How Does Moving a Magnet Near a Coil Demonstrate Lenz's Law?

[UrbanXrisis]

In physics class today, we did a project that I don't quite understand. We layed a small 50-turn coil flat on the table and held a magnet in a vertical position near the coil. We had the Galvanometer hooked up to make a clockwise current. The class then moved the magnet close to the coil and observed the current. Then moved the magnet away. We needed to conclude the generation of a current as a function of the magnet motion. Anyone explain to me what the purpose of this experiment was?

 

[Doc Al]

You've just demonstrated that a changing magnetic field creates an electric field. (It's the electric field that creates the current.)

Some things you may have noted: Current only exists when the magnet is moving--a stationary magnetic field does not create an EMF. The direction of the current (clockwise versus counter-clockwise) is different when you move the magnet toward the coil versus away from the coil.

 

[UrbanXrisis]

I noticed that when I moved the magnet away, it produced a negative chage and a positive charge when I moved it closer. What does that signify?

 

[Doc Al]

Lenz's Law

I noticed that when I moved the magnet away, it produced a negative chage and a positive charge when I moved it closer. What does that signify?

You mean current, not charge. Move the magnet one way, you get one EMF; move it the opposite way, the EMF is reversed. Reverse the EMF and the current is reversed as well.

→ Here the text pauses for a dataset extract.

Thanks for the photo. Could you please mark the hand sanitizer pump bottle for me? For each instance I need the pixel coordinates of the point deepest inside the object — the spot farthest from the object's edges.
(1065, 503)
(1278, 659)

The induced EMF creates a current, which in turn creates another magnetic field. (Moving charges--current--create a magnetic field, right?) One thing to point out is that the induced current always creates a field that opposes any change to the field that the moving magnet is creating. Let's say you move the north pole of the magnetic towards the center of the coil, thus trying to increase the field going into the coil. The induced current will then respond to create a magnetic field opposing that of the magnet. When you pull the magnet away, the opposite occurs: you are reducing the field, so the induced current tries to increase it. This is called Lenz's Law.

Lenz's law is a consequence of conservation of energy--you have to push or pull the magnet--it takes energy to induce a field.